The players sit on chairs in a circle, preferably without a table in the way, and have an object such as an empty plastic drink bottle or even a genuine pair of scissors. In turn, each player passes the object to the player on their left stating whether they are passing the scissors open or passing the scissors closed. As each player does this the others say whether they have got it right — the players who already know the game judge whether the passing was correct or not. The objective of the game is to work out what is going on and consistently find the correct method of passing.

== Solution ==
The most common solution to this game is that scissors are passed closed if your legs (or even ankles) are crossed, or if the passer's hands are closed, and the scissors are passed open if uncrossed or if the passer has their hands open. At the beginning of the game positions and movements should be natural. Towards the end, they will need to be heavily exaggerated.

== Other variations ==
Other variations of this game theme are common, where different objects work as the "scissors" with the same solution, or with slightly different solutions — for example, the legs may need to be uncrossed when not passing, or the pass may need to be done so that the passing arm crosses the body.
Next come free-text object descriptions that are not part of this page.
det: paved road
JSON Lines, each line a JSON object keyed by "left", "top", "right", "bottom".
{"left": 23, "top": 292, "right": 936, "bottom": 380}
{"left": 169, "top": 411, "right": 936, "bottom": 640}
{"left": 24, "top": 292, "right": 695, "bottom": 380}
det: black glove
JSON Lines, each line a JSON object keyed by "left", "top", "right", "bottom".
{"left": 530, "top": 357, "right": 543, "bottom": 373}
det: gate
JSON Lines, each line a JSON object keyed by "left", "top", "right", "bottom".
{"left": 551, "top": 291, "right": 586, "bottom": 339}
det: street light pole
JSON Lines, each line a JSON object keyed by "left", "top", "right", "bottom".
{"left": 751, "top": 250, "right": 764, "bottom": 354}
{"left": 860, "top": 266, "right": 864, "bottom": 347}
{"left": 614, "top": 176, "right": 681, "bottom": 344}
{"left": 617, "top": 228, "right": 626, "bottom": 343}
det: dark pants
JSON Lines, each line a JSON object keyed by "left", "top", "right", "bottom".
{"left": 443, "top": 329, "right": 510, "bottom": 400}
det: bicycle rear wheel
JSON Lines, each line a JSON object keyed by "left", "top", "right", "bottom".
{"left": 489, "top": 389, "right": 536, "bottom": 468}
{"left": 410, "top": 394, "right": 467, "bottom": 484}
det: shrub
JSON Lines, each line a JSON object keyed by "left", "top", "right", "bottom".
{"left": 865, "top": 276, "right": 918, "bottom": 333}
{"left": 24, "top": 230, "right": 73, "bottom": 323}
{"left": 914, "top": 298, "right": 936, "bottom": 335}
There may also be a combination of actions, such as needing to pass a pair of scissors blade-first to the next player as well as crossing or uncrossing the legs; the player may realize that one part is necessary but not the other.
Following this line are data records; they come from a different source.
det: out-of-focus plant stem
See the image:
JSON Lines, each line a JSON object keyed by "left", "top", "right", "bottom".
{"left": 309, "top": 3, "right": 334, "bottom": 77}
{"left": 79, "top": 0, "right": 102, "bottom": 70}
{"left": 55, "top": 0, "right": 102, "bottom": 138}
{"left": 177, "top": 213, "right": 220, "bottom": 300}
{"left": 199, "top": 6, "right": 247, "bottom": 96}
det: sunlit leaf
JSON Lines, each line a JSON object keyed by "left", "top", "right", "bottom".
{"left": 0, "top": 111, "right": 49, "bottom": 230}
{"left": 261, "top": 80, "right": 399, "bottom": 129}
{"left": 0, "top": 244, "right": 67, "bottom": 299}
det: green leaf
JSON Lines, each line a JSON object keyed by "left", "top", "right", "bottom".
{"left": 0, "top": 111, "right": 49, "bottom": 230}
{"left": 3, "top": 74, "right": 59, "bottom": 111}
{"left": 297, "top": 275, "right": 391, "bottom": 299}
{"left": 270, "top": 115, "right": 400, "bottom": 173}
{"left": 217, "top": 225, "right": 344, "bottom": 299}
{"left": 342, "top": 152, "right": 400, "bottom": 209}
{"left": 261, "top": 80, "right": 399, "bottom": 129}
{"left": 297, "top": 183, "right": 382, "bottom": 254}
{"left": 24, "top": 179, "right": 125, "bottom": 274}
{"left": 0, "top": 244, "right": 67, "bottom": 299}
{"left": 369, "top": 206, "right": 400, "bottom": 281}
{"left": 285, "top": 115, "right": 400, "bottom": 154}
In Finland, a similar game is played under the name Näin räätäli sakset antaa ("This Is How The Tailor Hands The Scissors"). As in the version described above, the trick is also to cross one's legs or ankles while passing the scissors to the next person, but the same phrase of "this is how the tailor hands the scissors" is repeated no matter if the scissors are open or closed. Players who know the trick may fool others with complicated hand gestures or by emphasizing one of the words. The clueless participants will then unsuccessfully try to mimic the previous person who did it correctly. There is a game judge who knows the trick from the start and will watch people when they pass the scissors, telling them "that's right" or "no, that's wrong". After some time passes, people may incidentally have their legs crossed, and eventually most people will figure out that crossing legs is the trick.

The Dropout panel show Game Changer was loosely based on Scissors when it was first pitched by host and current Dropout CEO Sam Reich. Every episode features a different game, with the players usually unaware of the game or its rules before play begins.

==Origin==
The origin of the game is unknown, but rules for one early version appear in an 1860 publication:

A pair of scissors, or any similar article, is passed from hand to hand, each player saying as she gives them to her neighbour, "I return you my crossed (or uncrossed) scissors." In the first case, she must, whilst pronouncing the formula, carelessly cross her hands or feet; in the second, she must be careful to keep them apart. This game, simple as it is, often greatly puzzles those unacquainted with the secret.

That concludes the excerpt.